The record is then then available to be selected from the table.

The reporter score table is then updated to increment a counter of the number of reports that have been reported by the corresponding user/reporter (step 516).

Referring to FIG. 5B, the current disposition of the reported unwanted message is then determined (step 518). The message disposition table is then accessed to obtain the final disposition of the reported unwanted message (step 520), and it is determined whether the current disposition for the message is the same as the final disposition obtained from the message disposition table (step 522). If at step 522 the current disposition is the same as the previously recorded final disposition, there is no need to update the reporter score table, so the method terminates.

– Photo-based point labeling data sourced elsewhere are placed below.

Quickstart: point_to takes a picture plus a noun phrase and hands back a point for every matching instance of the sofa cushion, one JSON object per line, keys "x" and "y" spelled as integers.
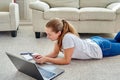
{"x": 62, "y": 12}
{"x": 96, "y": 3}
{"x": 4, "y": 17}
{"x": 4, "y": 5}
{"x": 62, "y": 3}
{"x": 92, "y": 13}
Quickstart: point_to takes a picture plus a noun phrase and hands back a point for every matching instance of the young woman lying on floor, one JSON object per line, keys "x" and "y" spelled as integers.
{"x": 72, "y": 46}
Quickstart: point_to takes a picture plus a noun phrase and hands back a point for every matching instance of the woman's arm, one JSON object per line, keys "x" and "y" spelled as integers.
{"x": 55, "y": 52}
{"x": 65, "y": 60}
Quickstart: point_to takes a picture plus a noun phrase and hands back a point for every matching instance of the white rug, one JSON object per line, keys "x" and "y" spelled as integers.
{"x": 105, "y": 69}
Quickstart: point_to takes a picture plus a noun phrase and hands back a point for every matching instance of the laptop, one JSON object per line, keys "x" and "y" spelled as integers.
{"x": 39, "y": 72}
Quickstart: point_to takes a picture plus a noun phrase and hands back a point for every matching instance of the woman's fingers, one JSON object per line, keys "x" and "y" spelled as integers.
{"x": 37, "y": 56}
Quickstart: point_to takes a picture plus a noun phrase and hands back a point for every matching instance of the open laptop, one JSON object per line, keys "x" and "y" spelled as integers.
{"x": 39, "y": 72}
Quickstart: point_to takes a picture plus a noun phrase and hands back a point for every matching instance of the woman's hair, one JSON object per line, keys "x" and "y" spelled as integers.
{"x": 61, "y": 25}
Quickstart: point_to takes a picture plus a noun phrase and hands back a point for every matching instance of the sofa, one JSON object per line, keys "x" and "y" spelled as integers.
{"x": 9, "y": 16}
{"x": 87, "y": 16}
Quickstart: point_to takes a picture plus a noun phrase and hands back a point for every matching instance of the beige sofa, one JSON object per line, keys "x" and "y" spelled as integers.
{"x": 87, "y": 16}
{"x": 9, "y": 16}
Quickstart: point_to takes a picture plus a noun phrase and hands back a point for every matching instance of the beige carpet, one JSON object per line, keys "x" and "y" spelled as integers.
{"x": 105, "y": 69}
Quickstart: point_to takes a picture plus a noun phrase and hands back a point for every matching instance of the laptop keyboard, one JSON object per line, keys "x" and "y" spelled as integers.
{"x": 46, "y": 73}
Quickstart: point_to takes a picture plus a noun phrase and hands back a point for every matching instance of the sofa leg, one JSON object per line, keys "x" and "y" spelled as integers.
{"x": 37, "y": 34}
{"x": 13, "y": 33}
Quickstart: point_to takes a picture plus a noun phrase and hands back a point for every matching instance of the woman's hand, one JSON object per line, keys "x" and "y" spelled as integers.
{"x": 39, "y": 59}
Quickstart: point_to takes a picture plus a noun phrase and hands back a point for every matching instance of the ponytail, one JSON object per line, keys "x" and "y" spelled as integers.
{"x": 67, "y": 27}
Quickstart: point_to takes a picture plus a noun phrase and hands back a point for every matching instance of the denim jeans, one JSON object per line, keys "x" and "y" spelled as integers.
{"x": 109, "y": 47}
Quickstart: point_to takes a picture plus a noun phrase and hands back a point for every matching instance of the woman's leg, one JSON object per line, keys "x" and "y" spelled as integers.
{"x": 117, "y": 37}
{"x": 113, "y": 51}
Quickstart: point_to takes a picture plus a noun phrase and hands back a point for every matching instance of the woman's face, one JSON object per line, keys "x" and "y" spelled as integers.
{"x": 52, "y": 35}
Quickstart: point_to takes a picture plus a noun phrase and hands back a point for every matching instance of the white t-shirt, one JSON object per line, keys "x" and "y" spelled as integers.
{"x": 83, "y": 48}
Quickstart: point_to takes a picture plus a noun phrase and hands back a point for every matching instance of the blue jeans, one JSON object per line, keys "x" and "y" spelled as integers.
{"x": 109, "y": 47}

If, on the other hand, the current disposition of the unwanted message is not the same as the previously recorded final disposition for the message, the reporter score table needs to be updated to reflect the changed disposition, so the method proceeds to step 524. Because the unwanted message may have been reported by multiple users/reporters, the records for each of these users/reporters must be updated. Consequently, the users/reporters who are associated with the reported unwanted message are identified, and these users/reporters and the corresponding identifiers of reports associated with the unwanted message are retrieved from the tables. For each retrieved reporter identifier, the corresponding reporter score is updated to reflect the change from the previously recorded final disposition of the unwanted message to the current disposition (step 526). Additionally, the final disposition of the reported unwanted message is updated to the current disposition in the message disposition table (step 528).

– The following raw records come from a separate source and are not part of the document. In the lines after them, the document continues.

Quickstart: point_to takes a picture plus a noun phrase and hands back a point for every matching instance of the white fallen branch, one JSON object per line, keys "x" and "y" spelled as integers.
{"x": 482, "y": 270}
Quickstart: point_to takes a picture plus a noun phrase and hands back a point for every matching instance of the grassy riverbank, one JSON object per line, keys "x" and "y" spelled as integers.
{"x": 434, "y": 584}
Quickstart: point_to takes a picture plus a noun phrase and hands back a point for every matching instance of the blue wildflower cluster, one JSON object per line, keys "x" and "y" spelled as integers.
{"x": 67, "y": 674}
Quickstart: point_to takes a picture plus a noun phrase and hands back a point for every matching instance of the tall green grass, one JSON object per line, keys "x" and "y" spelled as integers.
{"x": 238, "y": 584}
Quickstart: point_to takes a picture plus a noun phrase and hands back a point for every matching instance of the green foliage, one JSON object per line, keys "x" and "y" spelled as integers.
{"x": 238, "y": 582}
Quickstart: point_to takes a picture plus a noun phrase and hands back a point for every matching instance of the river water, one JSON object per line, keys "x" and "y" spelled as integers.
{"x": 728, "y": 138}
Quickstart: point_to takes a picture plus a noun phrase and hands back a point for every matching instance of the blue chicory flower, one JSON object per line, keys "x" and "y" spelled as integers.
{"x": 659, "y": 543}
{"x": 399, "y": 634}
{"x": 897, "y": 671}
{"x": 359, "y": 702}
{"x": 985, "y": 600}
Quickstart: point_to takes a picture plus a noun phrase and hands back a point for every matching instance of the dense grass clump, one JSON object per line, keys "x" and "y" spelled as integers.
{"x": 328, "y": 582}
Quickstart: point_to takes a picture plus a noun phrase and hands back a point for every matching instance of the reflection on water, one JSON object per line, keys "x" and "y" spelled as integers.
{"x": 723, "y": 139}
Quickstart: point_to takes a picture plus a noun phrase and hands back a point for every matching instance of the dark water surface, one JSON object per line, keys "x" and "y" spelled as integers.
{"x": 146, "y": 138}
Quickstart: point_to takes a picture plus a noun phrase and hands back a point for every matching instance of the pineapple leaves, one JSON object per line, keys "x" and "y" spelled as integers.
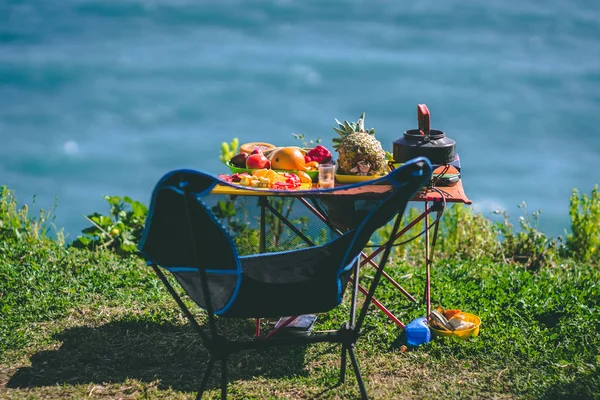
{"x": 348, "y": 128}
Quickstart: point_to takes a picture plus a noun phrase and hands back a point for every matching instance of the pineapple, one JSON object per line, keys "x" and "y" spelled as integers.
{"x": 359, "y": 153}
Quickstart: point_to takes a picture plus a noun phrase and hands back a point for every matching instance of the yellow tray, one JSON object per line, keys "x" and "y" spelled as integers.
{"x": 355, "y": 178}
{"x": 314, "y": 175}
{"x": 245, "y": 190}
{"x": 464, "y": 333}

The user reporter scores may be updated using code that follows a sequence such as, for example:

• • for each reporter ID,
    • determine the messages reported and
    • determine the final disposition for each reported message,
    • count the message dispositions (e.g., by category)
  • order and insert the reporter disposition counts into a temporary file
  • for each reporter ID in the temporary file
    • if the reporter ID doesn't exist in the reporter score table, insert the reporter ID and message counts in the table
    • if the reporter ID exists in the reporter score table, add the message counts in the temporary file to the existing counts in the table
    • timestamp the updated records.

Embodiments discussed herein can be implemented in a computer communicatively coupled to a network (for example, the Internet), another computer, or in a standalone computer. As illustrated in FIG. 6, a suitable computer can include a central processing unit (“CPU” 602), a computer memory (604) such as a read-only memory (“ROM”), random access memory (“RAM”) or hard drive (“HD”), and one or more input/output (“I/O”) devices 606). The I/O devices, which can be coupled to a display (608) and a data storage device (610), can include a keyboard, monitor, printer, electronic pointing device (for example, mouse, trackball, stylus, touch pad, etc.), or the like. In embodiments of the invention, the computer has a network interface (612) and a wireless component (614) for communicating with other computing devices over various types of networks.

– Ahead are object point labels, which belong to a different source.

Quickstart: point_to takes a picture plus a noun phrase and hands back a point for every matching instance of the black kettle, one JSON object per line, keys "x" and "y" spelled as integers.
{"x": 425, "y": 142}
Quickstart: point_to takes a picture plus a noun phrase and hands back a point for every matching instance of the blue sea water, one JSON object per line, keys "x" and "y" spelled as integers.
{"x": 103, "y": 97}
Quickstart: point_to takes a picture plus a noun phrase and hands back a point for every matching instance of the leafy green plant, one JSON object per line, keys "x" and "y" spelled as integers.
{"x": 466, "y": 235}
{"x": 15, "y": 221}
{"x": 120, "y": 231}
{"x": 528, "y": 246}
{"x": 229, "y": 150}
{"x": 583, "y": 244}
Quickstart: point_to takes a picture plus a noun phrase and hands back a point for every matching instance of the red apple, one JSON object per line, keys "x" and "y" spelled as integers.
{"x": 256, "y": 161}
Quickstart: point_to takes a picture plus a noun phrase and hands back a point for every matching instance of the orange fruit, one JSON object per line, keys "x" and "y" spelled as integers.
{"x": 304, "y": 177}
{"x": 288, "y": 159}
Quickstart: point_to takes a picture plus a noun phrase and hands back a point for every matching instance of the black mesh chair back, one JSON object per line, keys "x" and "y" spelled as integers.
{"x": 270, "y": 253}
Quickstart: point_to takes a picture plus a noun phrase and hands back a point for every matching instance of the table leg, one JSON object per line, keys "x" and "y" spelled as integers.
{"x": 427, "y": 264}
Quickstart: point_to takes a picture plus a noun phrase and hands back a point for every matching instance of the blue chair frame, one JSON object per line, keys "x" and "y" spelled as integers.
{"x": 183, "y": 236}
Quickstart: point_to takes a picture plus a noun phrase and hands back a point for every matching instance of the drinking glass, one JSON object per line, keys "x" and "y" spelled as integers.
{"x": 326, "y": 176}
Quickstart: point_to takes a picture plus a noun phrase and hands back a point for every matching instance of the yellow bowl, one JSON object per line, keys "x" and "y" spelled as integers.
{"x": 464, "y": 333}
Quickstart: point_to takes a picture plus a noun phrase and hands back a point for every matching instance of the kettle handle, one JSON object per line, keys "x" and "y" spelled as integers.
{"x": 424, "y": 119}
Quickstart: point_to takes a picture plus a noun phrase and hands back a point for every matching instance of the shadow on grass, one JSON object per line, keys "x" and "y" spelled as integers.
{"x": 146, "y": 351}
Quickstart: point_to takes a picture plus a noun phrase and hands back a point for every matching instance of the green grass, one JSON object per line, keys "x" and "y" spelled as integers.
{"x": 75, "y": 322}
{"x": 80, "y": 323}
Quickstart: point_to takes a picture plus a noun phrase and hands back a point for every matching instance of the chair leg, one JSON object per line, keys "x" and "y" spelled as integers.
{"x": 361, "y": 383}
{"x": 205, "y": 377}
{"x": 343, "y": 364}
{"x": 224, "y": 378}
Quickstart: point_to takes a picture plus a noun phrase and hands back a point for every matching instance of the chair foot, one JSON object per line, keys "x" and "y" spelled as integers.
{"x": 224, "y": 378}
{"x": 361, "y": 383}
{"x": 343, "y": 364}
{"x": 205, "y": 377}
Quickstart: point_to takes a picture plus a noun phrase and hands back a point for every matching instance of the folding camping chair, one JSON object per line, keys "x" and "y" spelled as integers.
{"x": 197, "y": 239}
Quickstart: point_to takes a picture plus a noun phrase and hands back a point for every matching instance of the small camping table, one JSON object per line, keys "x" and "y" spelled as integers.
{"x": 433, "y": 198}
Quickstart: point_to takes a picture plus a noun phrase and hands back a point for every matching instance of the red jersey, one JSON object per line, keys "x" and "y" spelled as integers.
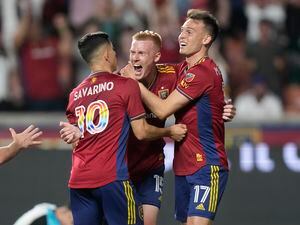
{"x": 145, "y": 156}
{"x": 102, "y": 106}
{"x": 204, "y": 143}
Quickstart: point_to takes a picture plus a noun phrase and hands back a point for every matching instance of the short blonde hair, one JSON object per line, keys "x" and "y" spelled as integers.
{"x": 148, "y": 35}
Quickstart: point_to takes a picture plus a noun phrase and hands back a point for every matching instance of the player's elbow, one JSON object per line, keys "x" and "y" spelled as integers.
{"x": 141, "y": 132}
{"x": 161, "y": 114}
{"x": 141, "y": 135}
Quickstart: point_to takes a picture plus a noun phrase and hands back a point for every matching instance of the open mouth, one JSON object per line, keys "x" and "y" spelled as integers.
{"x": 182, "y": 44}
{"x": 138, "y": 68}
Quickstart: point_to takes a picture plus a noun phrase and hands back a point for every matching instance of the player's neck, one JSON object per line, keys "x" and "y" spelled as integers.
{"x": 100, "y": 68}
{"x": 148, "y": 82}
{"x": 196, "y": 58}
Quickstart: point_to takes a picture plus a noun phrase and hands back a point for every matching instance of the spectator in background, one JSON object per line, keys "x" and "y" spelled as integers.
{"x": 239, "y": 66}
{"x": 292, "y": 90}
{"x": 45, "y": 61}
{"x": 90, "y": 26}
{"x": 256, "y": 10}
{"x": 267, "y": 56}
{"x": 20, "y": 141}
{"x": 258, "y": 104}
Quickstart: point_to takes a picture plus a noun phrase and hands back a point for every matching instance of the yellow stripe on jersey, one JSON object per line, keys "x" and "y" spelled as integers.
{"x": 130, "y": 203}
{"x": 165, "y": 68}
{"x": 214, "y": 188}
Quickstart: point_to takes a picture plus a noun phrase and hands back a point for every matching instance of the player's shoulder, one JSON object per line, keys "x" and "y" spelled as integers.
{"x": 166, "y": 68}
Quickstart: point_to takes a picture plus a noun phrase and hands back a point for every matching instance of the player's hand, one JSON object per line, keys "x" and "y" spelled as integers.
{"x": 229, "y": 111}
{"x": 178, "y": 131}
{"x": 27, "y": 138}
{"x": 128, "y": 71}
{"x": 69, "y": 133}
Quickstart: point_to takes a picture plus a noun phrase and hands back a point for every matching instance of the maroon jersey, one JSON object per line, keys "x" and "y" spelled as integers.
{"x": 202, "y": 84}
{"x": 102, "y": 106}
{"x": 144, "y": 156}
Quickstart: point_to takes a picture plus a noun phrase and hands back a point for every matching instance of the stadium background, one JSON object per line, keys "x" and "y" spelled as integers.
{"x": 263, "y": 148}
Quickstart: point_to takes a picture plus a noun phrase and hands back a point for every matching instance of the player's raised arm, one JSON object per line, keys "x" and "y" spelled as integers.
{"x": 163, "y": 108}
{"x": 143, "y": 131}
{"x": 20, "y": 141}
{"x": 229, "y": 111}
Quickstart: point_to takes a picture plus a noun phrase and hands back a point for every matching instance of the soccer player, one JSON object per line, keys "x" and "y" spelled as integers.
{"x": 200, "y": 161}
{"x": 104, "y": 106}
{"x": 147, "y": 168}
{"x": 20, "y": 141}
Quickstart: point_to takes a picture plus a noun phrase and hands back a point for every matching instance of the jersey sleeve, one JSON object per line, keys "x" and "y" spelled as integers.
{"x": 133, "y": 100}
{"x": 195, "y": 83}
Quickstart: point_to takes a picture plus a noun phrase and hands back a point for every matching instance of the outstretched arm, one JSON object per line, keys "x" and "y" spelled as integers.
{"x": 163, "y": 108}
{"x": 144, "y": 131}
{"x": 20, "y": 141}
{"x": 229, "y": 111}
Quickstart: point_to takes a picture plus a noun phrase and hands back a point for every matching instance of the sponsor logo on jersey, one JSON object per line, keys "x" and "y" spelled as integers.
{"x": 165, "y": 68}
{"x": 199, "y": 157}
{"x": 189, "y": 77}
{"x": 184, "y": 84}
{"x": 163, "y": 94}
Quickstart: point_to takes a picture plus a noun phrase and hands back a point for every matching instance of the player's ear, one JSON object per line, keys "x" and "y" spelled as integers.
{"x": 207, "y": 39}
{"x": 106, "y": 54}
{"x": 157, "y": 57}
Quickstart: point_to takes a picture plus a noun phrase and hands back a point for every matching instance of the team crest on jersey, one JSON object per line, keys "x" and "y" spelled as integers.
{"x": 163, "y": 94}
{"x": 189, "y": 77}
{"x": 199, "y": 157}
{"x": 184, "y": 84}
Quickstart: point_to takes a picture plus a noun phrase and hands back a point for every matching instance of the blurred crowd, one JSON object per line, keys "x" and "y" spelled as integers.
{"x": 258, "y": 50}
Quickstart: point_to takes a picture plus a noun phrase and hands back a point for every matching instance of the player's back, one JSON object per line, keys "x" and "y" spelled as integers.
{"x": 102, "y": 106}
{"x": 145, "y": 156}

ROM, RAM, and HD are computer memories for storing computer-executable instructions executable by the CPU or capable of being compiled or interpreted to be executable by the CPU. Suitable computer-executable instructions may reside on a computer readable medium (e.g., ROM, RAM, and/or HD), hardware circuitry or the like, or any combination thereof. Within this disclosure, the term “computer readable medium” is not limited to ROM, RAM, and HD and can include any type of data storage medium that can be read by a processor. Examples of computer-readable storage media can include, but are not limited to, volatile and non-volatile computer memories and storage devices such as random access memories, read-only memories, hard drives, data cartridges, direct access storage device arrays, magnetic tapes, floppy diskettes, flash memory drives, optical data storage devices, compact-disc read-only memories, and other appropriate computer memories and data storage devices. Thus, a computer-readable medium may refer to a data cartridge, a data backup magnetic tape, a floppy diskette, a flash memory drive, an optical data storage drive, a CD-ROM, ROM, RAM, HD, or the like.

The processes described herein may be implemented in suitable computer-executable instructions that may reside on a computer readable medium (for example, a disk, CD-ROM, a memory, etc.). Alternatively, the computer-executable instructions may be stored as software code components on a direct access storage device array, magnetic tape, floppy diskette, optical storage device, or other appropriate computer-readable medium or storage device.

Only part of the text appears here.